Me gusta el verano, su lenta manera de hacer las cosas. Cuando era niño esperaba con impaciencia su llegada, el final del colegio, aquel recreo de cien soles que traía consigo. Luego todo se volvió más difícil. Ahora, tantos años después, sigo disfrutando su llegada, de su calor y su luz, pero siempre me acarrea un ataque grave de melancolía. Una prueba concluyente de que la vida es una enorme, terrible injusticia, es que no tengamos el derecho de, al menos una vez, volver a tener ocho años y un día de verano por delante, un día sin prima de riesgo, sin IVA, sin sentir cómo peligra nuestro trabajo, sin hipoteca ni cláusulas suelo, sin la troika.

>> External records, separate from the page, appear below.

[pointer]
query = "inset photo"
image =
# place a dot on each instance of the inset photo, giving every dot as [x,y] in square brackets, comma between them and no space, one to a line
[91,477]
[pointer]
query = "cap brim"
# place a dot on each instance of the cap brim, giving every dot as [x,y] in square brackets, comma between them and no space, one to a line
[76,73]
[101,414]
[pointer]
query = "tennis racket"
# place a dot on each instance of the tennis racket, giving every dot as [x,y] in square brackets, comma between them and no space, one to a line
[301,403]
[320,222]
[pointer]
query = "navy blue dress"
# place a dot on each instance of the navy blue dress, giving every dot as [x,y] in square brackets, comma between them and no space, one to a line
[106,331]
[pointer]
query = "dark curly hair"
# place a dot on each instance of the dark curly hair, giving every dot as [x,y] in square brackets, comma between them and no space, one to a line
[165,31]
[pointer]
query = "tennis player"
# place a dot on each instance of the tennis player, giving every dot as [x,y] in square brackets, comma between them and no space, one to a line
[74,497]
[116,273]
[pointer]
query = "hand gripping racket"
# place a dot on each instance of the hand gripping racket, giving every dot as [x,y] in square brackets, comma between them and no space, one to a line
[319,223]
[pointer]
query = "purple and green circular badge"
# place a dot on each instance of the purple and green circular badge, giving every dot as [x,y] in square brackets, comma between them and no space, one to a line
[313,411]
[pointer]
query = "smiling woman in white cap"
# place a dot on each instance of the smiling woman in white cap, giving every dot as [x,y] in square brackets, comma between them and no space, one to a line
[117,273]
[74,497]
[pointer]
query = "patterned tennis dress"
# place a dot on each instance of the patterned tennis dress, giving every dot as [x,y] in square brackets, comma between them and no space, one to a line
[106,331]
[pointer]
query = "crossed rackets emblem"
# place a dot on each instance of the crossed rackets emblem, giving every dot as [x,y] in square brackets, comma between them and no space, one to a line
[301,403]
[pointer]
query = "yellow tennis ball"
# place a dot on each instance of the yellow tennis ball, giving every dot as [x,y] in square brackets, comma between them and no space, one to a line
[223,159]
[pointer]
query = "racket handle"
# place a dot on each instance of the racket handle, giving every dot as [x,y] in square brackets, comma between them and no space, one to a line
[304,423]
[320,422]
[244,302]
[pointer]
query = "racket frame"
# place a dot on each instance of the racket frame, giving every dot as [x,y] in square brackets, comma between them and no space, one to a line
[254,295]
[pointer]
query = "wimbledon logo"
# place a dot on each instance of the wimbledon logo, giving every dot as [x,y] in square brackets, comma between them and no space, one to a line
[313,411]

Una mañana de verano con un balón de fútbol y veinte amigos, dos horas largas de carreras, gritos y algún conato de pelea, y luego descansar a la sombra fresca del portal, sobre el escalón de mármol, y callarnos todos un segundo y sentir cómo se mece la eternidad.

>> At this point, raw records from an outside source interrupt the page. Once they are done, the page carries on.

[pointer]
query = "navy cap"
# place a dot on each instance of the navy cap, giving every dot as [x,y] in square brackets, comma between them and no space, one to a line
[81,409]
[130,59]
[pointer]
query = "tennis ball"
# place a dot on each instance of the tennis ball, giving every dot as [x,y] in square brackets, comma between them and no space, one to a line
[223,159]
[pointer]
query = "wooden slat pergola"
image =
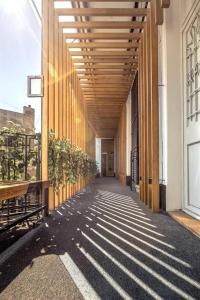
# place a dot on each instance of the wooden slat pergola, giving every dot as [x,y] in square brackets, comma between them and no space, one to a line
[98,47]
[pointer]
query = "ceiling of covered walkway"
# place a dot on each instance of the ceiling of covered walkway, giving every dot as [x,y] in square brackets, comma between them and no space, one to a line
[103,39]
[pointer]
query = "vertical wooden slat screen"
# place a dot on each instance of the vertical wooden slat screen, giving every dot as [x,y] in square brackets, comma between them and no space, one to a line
[148,112]
[63,108]
[66,95]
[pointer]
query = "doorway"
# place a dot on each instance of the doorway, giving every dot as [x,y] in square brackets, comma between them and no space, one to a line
[107,157]
[191,114]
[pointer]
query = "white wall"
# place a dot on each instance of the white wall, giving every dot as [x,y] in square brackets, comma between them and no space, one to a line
[172,103]
[98,153]
[128,135]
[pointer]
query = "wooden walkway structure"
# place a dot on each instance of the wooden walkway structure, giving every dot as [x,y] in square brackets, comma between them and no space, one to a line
[92,51]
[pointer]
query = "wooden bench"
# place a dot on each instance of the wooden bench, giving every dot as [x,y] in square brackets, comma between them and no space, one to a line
[10,190]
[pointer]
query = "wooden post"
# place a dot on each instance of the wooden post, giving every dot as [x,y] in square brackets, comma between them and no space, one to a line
[154,109]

Y almorzar chanquetes con huevo frito y uno de aquellos melones que comprábamos en el cañizo que ponían en el Camino de Antequera, entre los dos eucaliptos inmensos que había frente a la casa de peón caminero del señor Cobos, y después, con una penumbra de persianas bajadas, dejar que el sueño te rinda.

Una tarde de verano en la playa, con brisa de levante, mi padre en la orilla, vigilándome, el Coloso de Rodas con meyba a rayas, y yo «en la mar, desentendido (€) un niño jugando a la alegría», los dedos arrugados y aquel gusto a mar que tenía la merienda, y el baño final al caer el sol, hundiéndome con él en el agua, y sentirme parte de un todo que no se entiende.

Una noche en el cine de verano, sesión doble, una de risa y otra de piratas, el olor de los jazmines llenándolo todo, endulzando el aire, mi madre queriendo ponerme una rebeca para el relente, y caminar después de vuelta a casa sin nada en qué pensar, saltando las baldosas de dos en dos, y soñar esa noche con John Silver El Largo.

Definitivamente el verano, como la lluvia en aquel soneto de Borges, es una cosa que sin duda sucede en el pasado.